Iranian reformists turn Rafsanjani burial into anti-state protest
Iran’s reformists on Tuesday used the funeral of Ayatollah Hashemi Rafsanjani to slam Russia, the Iranian establishment’s ally in Syria, and to call for the release of prominent reformist leaders in Iran.
Thousands of protesters chanted “death to Russia”, and “the Russian embassy is a den of spies” - chants usually reserved for use against the US, which the Iranian government views as its biggest enemy.
The crowds also called for Mir Mohammad Mousavi and Mehdi Karroubi, the leaders of the pro-democracy "Green Movement" to be released from house arrest.
Public protests against the Iranian establishment became impossible after reformists were brutally silenced during the presidential campaign in 2009 for protesting what they said was election manipulation.
But authorities were in no position to stop or control the millions that turned out in Tehran to honour Rafsanjani.
Rafsanjani was one of leaders most trusted by Ruhollah Khomeini, the founder of Iran’s Islamic republic.
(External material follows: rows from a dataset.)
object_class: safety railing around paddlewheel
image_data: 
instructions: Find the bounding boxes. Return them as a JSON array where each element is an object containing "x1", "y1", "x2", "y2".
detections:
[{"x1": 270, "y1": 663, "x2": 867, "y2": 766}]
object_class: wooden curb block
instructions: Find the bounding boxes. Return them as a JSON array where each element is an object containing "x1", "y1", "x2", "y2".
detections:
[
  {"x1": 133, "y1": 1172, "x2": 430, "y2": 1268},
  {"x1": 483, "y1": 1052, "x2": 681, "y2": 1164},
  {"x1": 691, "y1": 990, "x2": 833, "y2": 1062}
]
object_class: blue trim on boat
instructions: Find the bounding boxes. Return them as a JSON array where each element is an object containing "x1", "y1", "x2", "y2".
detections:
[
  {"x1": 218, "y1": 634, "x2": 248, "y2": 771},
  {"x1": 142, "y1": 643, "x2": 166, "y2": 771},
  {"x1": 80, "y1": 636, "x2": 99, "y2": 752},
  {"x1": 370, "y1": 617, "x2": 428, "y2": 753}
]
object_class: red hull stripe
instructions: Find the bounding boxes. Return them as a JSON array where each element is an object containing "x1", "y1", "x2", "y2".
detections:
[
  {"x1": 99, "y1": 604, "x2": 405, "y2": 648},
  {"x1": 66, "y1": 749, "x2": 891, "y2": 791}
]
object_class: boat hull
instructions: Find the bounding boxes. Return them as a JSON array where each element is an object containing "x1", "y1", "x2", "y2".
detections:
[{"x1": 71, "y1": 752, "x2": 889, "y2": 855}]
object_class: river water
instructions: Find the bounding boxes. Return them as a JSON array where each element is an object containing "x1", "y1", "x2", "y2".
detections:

In the 1980s Rafsanjani was considered one of the most ruthless executors of the newly-formed regime’s opponents.
He used his position as parliament speaker to build his own power base and by the late 1980s was responsible directing the country’s war effort in its eight-year war against Iraq.
He was well-placed to take over the mantle of supreme leader after Khomeini’s death but his relatively lowly Islamic credentials of Hojat ol Islam at the time meant he was never fully in the running and he made sure his friend Ali Khamenei took on the mantle.
During the early 1990s, he represented the technocratic and pragmatic face of the Islamic republic during his two terms as the country’s president. He favoured Chinese-style economic liberalisation without ceding any control on the cultural and social front.
Within that scope Rafsanjani promoted dialogue with rival neighbouring states and even the US.
By the early 2000s, he had changed into a reformist and became an ardent backer of Iran’s Green Movement. This is believed to have been in large part due to the influence of his daughter Faezeh Rafsanjani, a staunch reformist who was jailed in the late 2000s.
As a result of this political shift he was barred from putting his name forward for the presidential race in 2009 by his erstwhile ally Khamenei.
As she arrived at her father's funeral, Faezeh Rafsanjani made a victory sign, known as a symbol of the reformist movement, to the thousands gathered.
Khamenei had decided to lead the prayer himself, meaning the Rafsanjani family were relegated to the back rows.
Former reformist president, Mohammad Khatami, who had become close to Rafsanjani after he became a reformist, was banned from attending the funeral.
White House sends condolence
Since Rafsanjani's death, messages of condolence have poured in both from at home and abroad.
Even the White House sent a message, unprecedented since the 1979 revolution that led to the cutting of ties between Tehran and Washington.
"Former president Rafsanjani was a prominent figure throughout the history of the Islamic Republic of Iran and the United States sends our condolences to his family and loved ones," spokesman Josh Ernest said.
"He was a consequential figure inside Iran. But you know, for what potential impact this could have on Iranian policy, I wouldn't speculate."
One of Iran's most controversial figures in the West, the head of its Revolutionary Guards' foreign operations division, Major General Qassem Suleimani, was seen at the funeral.
Rafsanjani's death is a blow to current President Hassan Rouhani as he prepares to seek a second term in May.
The incumbent president, seen in many circles as Rafsanjani’s protege, has come under mounting criticism from conservatives and hardliners over the so far disappointing economic dividends from the lifting of international sanctions under the 2015 nuclear deal.